Q: How are hashtag categories assigned? Open-source keyword mapping to 7 categories: fitness, food, travel, fashion, beauty, business, tech. A post with #fitness and #gym gets categorized as fitness.

Q: What is engagementRate? Likes-to-comments ratio. Higher = more passive engagement (likes without discussion). Useful for content-type benchmarking.

Q: Can I call this from an LLM agent? Yes. MCP-ready with providerHealth{}, hashtagCategories, engagementRate, and confidenceScore.

Q: What is the cache TTL? 1 hour for fast_lookup. Enrichment results are not cached (always fresh).

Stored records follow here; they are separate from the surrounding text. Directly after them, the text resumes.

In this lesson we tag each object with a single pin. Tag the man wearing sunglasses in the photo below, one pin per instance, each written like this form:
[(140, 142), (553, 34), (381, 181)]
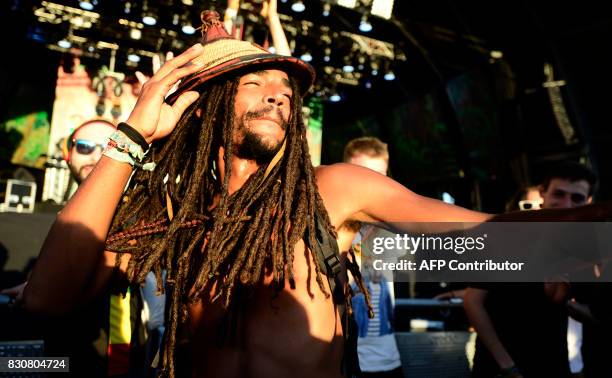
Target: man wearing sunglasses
[(85, 145), (522, 327)]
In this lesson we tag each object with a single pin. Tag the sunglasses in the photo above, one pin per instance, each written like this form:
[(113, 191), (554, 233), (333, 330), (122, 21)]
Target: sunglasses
[(530, 204), (86, 147)]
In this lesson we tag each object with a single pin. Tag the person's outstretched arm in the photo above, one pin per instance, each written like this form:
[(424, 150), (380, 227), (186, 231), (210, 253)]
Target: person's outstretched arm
[(72, 263)]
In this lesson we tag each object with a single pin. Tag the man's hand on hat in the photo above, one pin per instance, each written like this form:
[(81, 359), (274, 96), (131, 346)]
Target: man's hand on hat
[(156, 65), (151, 116)]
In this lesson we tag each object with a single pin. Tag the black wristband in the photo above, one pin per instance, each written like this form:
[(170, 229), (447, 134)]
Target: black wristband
[(134, 135)]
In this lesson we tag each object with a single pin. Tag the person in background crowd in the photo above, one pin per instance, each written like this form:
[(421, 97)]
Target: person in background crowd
[(522, 327), (376, 346)]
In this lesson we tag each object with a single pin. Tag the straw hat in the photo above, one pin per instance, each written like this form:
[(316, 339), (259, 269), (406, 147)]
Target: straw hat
[(223, 54)]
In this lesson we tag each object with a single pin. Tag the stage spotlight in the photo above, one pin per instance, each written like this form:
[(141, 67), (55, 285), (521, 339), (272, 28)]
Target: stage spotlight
[(148, 18), (298, 6), (64, 43), (365, 25), (86, 4), (335, 97), (326, 9), (135, 33), (306, 57), (348, 68)]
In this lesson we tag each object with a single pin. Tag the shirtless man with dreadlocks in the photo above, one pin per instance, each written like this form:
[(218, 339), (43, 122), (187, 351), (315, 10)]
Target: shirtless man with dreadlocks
[(230, 211)]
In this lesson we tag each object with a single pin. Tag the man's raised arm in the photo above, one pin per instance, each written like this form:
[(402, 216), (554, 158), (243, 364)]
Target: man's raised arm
[(72, 263)]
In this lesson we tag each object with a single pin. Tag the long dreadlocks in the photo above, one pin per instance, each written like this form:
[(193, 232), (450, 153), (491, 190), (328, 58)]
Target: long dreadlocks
[(164, 221)]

Scrapes publicly available Instagram post data. Does not access private data, bypass authentication, or store credentials. Users are responsible for complying with GDPR/CCPA and Instagram's ToS.


AI-DLC / Data Lifecycle

  • Collection β€” Public data only; respects robots.txt and rate limits.
  • Processing β€” In-memory normalization; no PII logging.
  • Storage β€” Results in user's Apify dataset, not retained by actor.
  • Usage β€” Content analysis, trend research, legitimate marketing.
  • Disposal β€” No long-term caching (1h TTL for base results only).

Enhancement Roadmap (API / MCP Integrations)

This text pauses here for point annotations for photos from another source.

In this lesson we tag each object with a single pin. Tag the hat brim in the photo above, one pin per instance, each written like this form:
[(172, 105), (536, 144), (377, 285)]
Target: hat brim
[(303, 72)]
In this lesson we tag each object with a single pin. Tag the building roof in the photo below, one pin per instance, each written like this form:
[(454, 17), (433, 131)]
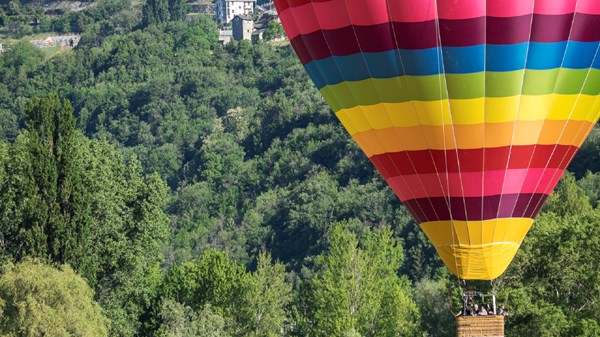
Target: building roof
[(244, 17)]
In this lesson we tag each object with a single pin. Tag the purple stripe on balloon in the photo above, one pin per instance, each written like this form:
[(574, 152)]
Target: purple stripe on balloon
[(477, 208), (422, 35)]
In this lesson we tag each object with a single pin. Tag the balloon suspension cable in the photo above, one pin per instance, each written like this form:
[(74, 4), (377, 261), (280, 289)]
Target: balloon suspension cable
[(493, 295)]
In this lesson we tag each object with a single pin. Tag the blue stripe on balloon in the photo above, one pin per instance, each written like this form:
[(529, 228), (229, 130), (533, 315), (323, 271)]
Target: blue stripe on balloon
[(456, 60), (580, 55), (505, 57), (464, 60)]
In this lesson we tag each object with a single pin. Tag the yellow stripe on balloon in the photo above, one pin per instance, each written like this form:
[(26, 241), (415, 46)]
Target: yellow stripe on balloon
[(479, 250), (415, 138), (470, 111)]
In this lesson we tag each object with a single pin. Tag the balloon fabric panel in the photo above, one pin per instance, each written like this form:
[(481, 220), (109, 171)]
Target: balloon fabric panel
[(471, 110)]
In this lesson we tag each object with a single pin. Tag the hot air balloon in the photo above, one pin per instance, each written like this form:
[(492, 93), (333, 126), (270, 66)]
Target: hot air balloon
[(470, 109)]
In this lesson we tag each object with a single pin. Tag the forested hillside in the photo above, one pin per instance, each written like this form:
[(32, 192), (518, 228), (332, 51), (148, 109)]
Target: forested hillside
[(178, 187)]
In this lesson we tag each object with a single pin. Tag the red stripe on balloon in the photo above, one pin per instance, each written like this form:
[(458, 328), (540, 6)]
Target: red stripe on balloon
[(350, 40), (477, 208), (473, 160), (476, 184)]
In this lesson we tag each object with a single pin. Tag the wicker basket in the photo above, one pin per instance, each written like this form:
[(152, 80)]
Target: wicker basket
[(480, 326)]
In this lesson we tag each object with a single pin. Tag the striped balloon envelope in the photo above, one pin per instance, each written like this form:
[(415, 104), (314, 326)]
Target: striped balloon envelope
[(470, 109)]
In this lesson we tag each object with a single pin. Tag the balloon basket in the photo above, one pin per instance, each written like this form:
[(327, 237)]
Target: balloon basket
[(480, 326)]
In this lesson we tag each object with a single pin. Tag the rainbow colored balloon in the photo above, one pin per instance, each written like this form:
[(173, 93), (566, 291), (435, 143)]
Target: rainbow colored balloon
[(470, 109)]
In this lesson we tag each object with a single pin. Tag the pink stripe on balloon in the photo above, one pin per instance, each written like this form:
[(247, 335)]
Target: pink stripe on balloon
[(588, 6), (503, 8), (554, 7), (412, 11), (469, 184), (461, 9)]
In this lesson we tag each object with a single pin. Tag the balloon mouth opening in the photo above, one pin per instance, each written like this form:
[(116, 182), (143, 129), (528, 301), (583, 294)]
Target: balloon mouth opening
[(477, 250)]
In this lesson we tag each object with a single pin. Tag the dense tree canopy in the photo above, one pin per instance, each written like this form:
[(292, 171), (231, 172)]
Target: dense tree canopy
[(165, 165), (38, 300)]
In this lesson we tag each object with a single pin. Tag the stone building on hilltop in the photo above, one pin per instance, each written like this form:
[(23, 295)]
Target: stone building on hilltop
[(242, 26), (226, 10)]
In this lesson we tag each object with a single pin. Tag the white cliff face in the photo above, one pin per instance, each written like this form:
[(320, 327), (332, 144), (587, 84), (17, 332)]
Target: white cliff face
[(57, 41)]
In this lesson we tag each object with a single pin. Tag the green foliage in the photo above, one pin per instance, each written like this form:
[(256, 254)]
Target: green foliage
[(38, 300), (265, 298), (568, 198), (179, 320), (552, 284), (435, 302), (160, 11), (356, 289), (76, 201), (215, 279)]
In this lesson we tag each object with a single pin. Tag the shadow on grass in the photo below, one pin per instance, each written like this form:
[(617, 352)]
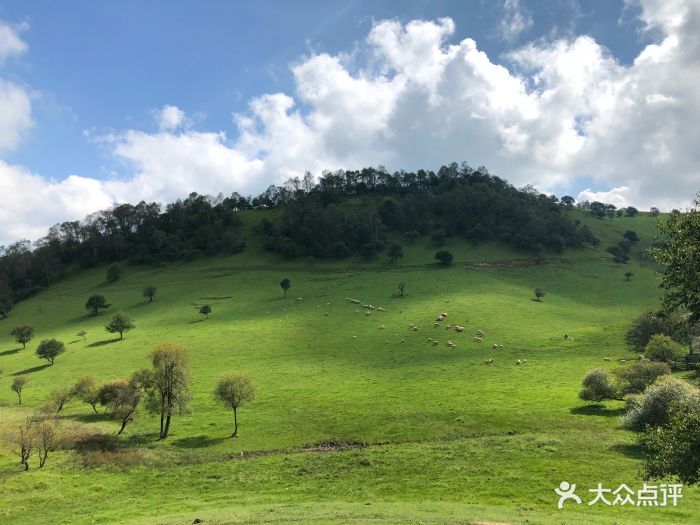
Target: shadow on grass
[(597, 410), (105, 342), (31, 370), (197, 442), (631, 450)]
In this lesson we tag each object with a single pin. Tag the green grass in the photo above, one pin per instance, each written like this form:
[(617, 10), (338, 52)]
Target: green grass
[(446, 439)]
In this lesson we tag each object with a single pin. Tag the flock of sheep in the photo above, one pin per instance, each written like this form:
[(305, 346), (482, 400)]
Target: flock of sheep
[(479, 334)]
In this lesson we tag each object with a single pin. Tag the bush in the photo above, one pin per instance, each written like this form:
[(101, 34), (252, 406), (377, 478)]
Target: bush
[(636, 378), (652, 408), (672, 450), (651, 323), (444, 257), (597, 386), (663, 348)]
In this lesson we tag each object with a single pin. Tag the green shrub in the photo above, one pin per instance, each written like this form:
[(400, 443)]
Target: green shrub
[(652, 408)]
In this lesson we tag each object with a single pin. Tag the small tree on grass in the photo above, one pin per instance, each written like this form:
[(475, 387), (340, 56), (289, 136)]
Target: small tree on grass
[(113, 273), (395, 252), (233, 390), (598, 386), (285, 284), (444, 257), (95, 303), (87, 390), (17, 386), (120, 323), (23, 334), (168, 390), (672, 450), (663, 348), (50, 349), (149, 293), (637, 377), (205, 310)]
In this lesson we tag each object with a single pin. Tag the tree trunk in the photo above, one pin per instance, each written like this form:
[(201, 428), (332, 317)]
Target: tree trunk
[(167, 427), (235, 423)]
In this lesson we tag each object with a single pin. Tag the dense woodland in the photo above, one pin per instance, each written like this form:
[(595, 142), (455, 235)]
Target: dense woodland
[(343, 214)]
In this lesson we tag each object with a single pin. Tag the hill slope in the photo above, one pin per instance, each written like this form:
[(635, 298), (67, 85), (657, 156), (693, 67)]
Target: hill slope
[(351, 422)]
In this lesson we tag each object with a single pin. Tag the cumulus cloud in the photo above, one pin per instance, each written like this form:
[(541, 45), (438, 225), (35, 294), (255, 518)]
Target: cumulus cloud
[(552, 113), (516, 19)]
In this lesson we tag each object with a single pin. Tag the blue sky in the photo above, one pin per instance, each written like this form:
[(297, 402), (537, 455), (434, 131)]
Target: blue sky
[(97, 76)]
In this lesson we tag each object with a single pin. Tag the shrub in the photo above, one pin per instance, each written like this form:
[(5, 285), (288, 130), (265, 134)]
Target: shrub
[(663, 348), (652, 408), (597, 386), (636, 378)]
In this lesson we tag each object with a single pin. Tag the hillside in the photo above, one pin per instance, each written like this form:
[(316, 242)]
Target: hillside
[(351, 422)]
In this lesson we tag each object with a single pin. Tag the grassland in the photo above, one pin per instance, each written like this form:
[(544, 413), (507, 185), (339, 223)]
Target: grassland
[(433, 435)]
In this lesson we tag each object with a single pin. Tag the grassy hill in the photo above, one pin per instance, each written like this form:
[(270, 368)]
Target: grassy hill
[(351, 423)]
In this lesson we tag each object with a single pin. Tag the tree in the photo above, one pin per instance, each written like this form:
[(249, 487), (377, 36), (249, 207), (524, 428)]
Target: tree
[(637, 377), (122, 397), (23, 334), (50, 349), (598, 386), (631, 236), (672, 450), (395, 252), (444, 257), (87, 390), (46, 436), (411, 236), (120, 323), (232, 391), (663, 348), (285, 284), (18, 385), (149, 293), (205, 310), (680, 255), (113, 273), (168, 391), (95, 303)]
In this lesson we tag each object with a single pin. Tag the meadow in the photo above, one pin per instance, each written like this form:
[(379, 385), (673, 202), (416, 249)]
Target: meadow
[(351, 423)]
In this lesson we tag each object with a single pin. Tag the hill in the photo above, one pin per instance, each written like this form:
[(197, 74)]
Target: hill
[(351, 422)]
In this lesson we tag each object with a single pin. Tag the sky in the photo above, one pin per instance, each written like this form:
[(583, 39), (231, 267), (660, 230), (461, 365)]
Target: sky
[(111, 102)]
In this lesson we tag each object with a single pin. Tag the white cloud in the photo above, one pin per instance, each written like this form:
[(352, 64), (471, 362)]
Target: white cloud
[(169, 117), (552, 114), (616, 196), (516, 19), (10, 41)]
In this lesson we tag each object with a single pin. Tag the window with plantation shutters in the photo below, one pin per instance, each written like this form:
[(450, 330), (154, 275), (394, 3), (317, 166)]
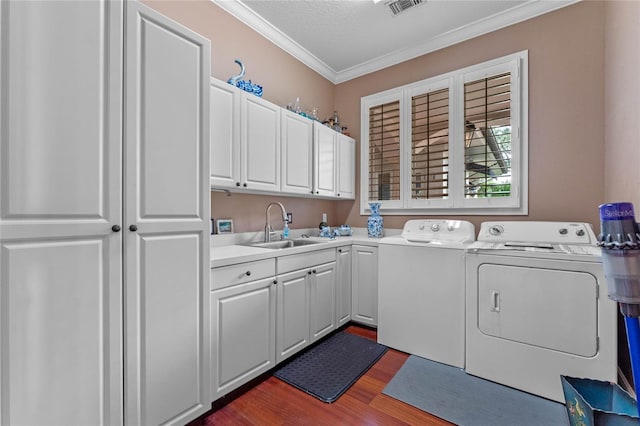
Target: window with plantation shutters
[(451, 144), (487, 136), (430, 145), (384, 151)]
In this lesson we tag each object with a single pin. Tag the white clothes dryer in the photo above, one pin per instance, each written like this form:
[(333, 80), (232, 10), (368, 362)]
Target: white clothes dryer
[(421, 293), (537, 307)]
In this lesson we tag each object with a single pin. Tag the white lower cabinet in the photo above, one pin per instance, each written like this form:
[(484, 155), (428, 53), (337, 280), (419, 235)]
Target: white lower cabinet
[(322, 309), (364, 284), (264, 312), (243, 333), (343, 285), (305, 301), (292, 333)]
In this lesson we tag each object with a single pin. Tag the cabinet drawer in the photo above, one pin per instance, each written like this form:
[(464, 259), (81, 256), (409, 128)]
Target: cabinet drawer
[(305, 260), (242, 273)]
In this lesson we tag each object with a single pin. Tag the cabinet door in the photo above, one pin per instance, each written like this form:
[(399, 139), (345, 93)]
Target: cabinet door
[(297, 153), (343, 286), (243, 321), (324, 160), (364, 284), (260, 152), (60, 194), (292, 322), (322, 312), (225, 134), (167, 220), (346, 171)]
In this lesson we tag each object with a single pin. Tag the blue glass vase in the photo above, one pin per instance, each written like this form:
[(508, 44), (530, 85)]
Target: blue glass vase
[(375, 222)]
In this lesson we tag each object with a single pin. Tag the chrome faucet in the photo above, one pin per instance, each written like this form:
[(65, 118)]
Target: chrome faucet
[(268, 229)]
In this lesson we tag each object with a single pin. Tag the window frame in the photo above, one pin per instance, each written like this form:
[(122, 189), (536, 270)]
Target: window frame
[(455, 203)]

  • Google Vision image tagging MCP β€” auto-label post images (optional, user key)
  • OpenAI caption summarization MCP β€” 1-line summaries for feed aggregation
  • Chartmetric sound trends MCP β€” for Reels/audio trend correlation
  • LangGraph workflow β€” IG posts β†’ hashtag clustering β†’ trend alerts
  • Vector store β€” semantic post deduplication across creators

Changelog

  • v3.0 β€” Multi-API orchestration edition: desktop+embed fallback, hashtag categorization, engagement scoring, MCP-ready providerHealth, optional Google Vision, expanded FAQ, integration examples, volume pricing.
  • v2.0 β€” Premium README, AI-DLC docs, confidence scoring, source attribution.
  • v1.0 β€” Initial release with Playwright scraping and hashtag extraction.